Should schools be responsible for their students’ education?
Is America lacking enough personal responsibility that the schools should be fully responsible for the results of the education of its students? Whether it is or not, the school’s involvement in its students’ education is at a peak from what I have observed.
The following is a short list of what I have observed in one school in particular (Carroll High School):
- Study hall monitoring, no sleeping, no headphones/eletronics, must stay active.
- No more than one study hall during a semester.
- Detentions for not completing homework.
- Required classes (Literature, Social Sciences, General Math, etc.).
- School standards in general.
- Everybody Reads (ER), where everyone must be reading something
- Truancy and its punishments (unauthorized absenses).
I go to school because I want an education, not because I want uneducated and unrespected authorities to tell me what I should learn, what kind of grade I should get, what kind of person I should be, and what sort of activities I should do.

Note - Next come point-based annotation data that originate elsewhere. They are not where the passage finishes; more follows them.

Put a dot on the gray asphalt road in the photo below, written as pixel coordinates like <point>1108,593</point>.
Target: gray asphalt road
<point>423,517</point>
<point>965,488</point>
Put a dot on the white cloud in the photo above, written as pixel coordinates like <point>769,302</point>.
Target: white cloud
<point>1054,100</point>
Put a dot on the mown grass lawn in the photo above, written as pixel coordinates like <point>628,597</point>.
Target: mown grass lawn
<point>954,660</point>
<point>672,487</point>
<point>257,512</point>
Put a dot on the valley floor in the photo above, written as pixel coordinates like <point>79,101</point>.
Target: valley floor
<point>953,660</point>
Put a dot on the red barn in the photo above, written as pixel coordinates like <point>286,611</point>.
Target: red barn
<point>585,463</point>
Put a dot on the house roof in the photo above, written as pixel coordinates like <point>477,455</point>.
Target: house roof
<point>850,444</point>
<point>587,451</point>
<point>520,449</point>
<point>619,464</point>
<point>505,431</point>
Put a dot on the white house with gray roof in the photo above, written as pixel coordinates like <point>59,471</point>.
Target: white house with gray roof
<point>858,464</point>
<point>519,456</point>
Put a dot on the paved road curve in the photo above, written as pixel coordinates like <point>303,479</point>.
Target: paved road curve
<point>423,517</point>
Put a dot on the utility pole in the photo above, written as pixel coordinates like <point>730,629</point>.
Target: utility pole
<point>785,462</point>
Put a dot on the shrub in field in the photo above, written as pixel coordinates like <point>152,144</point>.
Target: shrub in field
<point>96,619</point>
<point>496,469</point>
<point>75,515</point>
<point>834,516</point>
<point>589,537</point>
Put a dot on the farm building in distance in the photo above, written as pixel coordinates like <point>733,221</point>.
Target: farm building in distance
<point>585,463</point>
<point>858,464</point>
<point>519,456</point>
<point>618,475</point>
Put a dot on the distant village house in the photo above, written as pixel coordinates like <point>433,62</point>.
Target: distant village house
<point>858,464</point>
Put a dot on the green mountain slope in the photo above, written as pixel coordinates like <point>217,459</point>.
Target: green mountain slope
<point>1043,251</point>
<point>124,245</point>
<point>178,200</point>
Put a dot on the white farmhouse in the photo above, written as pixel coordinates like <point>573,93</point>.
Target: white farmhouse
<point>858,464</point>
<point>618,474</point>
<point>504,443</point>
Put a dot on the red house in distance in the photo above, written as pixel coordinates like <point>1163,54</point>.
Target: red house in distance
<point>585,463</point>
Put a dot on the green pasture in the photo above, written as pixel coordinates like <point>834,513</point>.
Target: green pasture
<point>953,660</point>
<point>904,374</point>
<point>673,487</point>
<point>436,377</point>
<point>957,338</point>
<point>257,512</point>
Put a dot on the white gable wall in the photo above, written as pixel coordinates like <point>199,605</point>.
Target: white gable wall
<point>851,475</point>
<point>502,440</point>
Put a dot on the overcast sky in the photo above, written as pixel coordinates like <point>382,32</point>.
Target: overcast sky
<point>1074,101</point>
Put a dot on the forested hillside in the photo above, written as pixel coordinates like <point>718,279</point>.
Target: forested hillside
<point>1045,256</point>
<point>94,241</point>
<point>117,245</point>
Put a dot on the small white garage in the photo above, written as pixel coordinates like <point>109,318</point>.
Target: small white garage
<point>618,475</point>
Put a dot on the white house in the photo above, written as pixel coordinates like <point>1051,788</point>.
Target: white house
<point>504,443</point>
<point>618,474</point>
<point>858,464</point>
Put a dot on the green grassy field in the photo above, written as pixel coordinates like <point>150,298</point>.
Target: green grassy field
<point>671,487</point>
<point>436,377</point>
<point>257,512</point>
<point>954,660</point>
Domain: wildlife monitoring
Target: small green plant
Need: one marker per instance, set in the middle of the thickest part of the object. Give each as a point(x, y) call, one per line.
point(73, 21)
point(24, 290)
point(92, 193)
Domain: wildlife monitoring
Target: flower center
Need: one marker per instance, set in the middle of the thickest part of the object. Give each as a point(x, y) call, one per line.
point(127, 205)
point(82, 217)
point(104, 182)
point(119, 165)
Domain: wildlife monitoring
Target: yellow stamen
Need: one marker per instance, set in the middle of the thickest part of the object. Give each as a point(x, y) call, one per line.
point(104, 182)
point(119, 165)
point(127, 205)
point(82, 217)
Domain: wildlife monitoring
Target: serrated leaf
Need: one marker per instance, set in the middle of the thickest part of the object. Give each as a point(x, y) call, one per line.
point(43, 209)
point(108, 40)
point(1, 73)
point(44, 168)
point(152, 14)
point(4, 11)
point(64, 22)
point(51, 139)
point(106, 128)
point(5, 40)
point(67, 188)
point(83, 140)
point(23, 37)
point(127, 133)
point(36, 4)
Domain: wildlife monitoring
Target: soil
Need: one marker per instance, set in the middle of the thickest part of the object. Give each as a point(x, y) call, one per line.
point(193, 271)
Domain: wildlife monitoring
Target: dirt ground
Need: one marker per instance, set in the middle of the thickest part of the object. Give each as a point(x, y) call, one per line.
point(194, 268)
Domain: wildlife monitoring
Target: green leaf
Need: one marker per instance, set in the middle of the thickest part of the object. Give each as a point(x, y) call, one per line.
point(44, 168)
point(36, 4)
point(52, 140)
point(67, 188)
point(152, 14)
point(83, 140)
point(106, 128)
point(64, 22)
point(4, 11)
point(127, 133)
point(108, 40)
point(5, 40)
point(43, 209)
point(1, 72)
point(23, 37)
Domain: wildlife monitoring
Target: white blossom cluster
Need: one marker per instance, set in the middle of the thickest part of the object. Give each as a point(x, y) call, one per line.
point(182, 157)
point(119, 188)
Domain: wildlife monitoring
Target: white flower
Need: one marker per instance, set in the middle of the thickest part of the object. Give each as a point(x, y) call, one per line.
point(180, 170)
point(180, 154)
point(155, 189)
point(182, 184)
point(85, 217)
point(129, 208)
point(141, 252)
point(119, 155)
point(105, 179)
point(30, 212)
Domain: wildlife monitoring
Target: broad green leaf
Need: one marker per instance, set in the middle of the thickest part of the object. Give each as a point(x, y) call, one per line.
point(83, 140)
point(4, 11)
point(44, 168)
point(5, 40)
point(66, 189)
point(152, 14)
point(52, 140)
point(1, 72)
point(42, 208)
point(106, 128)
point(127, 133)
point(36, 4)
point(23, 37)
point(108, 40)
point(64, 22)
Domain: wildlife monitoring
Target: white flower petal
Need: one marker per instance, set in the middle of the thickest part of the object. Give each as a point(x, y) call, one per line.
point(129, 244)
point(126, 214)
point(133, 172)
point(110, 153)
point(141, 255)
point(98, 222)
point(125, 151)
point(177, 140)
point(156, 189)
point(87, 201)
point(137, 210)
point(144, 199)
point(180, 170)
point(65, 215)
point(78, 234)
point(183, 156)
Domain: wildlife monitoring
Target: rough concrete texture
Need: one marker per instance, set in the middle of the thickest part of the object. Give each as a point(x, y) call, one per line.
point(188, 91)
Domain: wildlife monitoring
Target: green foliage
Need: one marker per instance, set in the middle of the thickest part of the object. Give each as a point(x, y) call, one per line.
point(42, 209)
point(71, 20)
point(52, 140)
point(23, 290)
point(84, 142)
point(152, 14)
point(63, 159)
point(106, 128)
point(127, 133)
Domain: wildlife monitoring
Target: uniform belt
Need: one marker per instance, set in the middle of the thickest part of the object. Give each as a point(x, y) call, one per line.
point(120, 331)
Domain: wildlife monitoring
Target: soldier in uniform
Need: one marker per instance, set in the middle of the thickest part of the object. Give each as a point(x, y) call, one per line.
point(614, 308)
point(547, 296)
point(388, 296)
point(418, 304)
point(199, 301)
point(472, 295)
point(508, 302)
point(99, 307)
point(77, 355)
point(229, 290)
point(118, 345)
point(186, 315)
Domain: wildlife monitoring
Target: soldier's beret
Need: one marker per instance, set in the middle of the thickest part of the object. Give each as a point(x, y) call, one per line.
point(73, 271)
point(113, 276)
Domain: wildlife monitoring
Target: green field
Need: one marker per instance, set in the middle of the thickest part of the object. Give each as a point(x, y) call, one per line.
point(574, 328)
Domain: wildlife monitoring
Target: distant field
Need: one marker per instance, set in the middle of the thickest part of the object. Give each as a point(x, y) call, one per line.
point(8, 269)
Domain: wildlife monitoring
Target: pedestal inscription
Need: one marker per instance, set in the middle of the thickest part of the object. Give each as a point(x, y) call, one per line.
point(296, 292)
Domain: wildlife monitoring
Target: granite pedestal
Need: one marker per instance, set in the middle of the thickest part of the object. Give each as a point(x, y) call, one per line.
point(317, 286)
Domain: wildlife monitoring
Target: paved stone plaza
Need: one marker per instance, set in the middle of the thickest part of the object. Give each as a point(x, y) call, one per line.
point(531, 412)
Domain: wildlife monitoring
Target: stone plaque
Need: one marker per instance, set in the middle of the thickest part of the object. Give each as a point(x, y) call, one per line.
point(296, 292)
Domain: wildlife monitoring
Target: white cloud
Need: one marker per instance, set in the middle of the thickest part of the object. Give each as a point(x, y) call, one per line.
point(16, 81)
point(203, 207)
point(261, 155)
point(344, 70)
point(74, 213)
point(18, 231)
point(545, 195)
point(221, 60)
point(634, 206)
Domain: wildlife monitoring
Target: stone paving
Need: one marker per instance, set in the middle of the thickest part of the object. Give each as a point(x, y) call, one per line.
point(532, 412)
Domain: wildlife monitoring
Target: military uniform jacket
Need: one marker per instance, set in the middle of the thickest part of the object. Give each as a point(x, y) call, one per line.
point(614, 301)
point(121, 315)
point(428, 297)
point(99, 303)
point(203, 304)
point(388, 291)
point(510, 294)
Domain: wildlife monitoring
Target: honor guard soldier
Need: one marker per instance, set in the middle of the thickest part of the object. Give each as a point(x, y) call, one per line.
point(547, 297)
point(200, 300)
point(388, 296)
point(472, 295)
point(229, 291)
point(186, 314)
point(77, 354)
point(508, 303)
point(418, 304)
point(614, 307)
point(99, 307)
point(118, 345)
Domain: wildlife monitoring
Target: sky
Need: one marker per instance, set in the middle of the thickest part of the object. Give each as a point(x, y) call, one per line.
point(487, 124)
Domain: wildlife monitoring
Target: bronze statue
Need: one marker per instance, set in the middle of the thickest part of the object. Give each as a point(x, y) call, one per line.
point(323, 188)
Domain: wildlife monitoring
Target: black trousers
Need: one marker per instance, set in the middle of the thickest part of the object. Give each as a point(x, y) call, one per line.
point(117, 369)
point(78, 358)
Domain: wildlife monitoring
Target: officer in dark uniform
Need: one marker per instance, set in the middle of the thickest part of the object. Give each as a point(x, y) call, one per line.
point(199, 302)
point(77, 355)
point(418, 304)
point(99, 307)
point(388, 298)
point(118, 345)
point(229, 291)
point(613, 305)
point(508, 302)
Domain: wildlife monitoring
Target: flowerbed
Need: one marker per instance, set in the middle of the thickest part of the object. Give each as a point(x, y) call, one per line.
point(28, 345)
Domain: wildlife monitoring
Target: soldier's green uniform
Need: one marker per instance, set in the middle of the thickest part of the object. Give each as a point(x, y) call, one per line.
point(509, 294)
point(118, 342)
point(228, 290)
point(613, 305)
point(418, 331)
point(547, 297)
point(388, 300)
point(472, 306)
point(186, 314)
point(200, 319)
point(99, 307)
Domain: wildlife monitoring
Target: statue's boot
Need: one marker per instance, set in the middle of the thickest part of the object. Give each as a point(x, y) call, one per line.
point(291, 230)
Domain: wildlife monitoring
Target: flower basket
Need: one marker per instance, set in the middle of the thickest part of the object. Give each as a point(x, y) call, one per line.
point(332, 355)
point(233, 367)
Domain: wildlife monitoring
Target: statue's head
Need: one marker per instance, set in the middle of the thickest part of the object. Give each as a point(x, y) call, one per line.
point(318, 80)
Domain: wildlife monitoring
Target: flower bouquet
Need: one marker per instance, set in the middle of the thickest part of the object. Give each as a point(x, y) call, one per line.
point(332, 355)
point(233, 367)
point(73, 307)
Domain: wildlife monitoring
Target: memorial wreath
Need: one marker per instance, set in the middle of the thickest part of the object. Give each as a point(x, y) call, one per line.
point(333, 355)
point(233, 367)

Our freedom has been limited so that we cannot be trusted to make the correct decisions. Our rights have been limited so that a criminal has more than we do. Our education is being transformed into a uniform bell-curve where the stardards are so low that 99% of our students can pass it.
Our schools are being transformed into a fascist state, and the people who care about it the most forget about it once they graduate. The students need a speaker, a representive, to let them have a voice. Give them one.
Comments (4 comments)
I totally agree with that.
I what I’m about to say is totally something Mr. Vince would agree with: it’s called educational accountability. Not that parents nor teachers should be responsible for the student but the student themselves should be trusted enough to make educated decisions for themselves. Especially in high school.
If you screw up too bad. Go work at the McDonalds on Dupont. haha.
I can see maybe some direction given the students younger in years but in High School students should be given the freedom and trust (unless otherwise proven it can’t be given) to make educated decisions for themselves.
And here is a proposal for ye: what do you think about students in high school being able to take classes solely that they are going to need for the future, ie the job they want to get into. So like if I just wanted to major in physics with Knorr Force then I would only be taking classes that pertained to physics. Or if I wanted to major in theology how about bible classes.
You get the point. What do you think?
Noga
Noga / January 24th, 2008, 11:36:22 pm / #
That’s kinda tough. Some people believe that it “makes you a more rounded person” if you take a variety of class, such as literature, and try different things… But that may only apply to the lower grades.
High school is a large part of the developmental stage of your life, and you usually decide what you’re going to do for the future (or have an idea) when you leave.
Taking all physics related courses would be most benefitical to you, but then the question would come, “at what age does the responsibility transfer over to the student?”
We could keep moving the age to an eariler and eariler one, becoming even more productive and efficient with our lives.
Good idea Lamp. Sounds great. Honestly, I thought I’d find something to counter it as I was typing it, but I didn’t. It’s late. I might have missed something…
Lamp / January 24th, 2008, 11:53:44 pm / #
I really don’t think its the teachers jobs they do good most of the time. I think its more of the parents job to find out what their kids are doing and help them or just themselves. It doesn’t matter how hard the teacher tries if the kid is just a wall.
Derek / March 5th, 2008, 11:42:44 am / #
educational accountability man, educational accountability.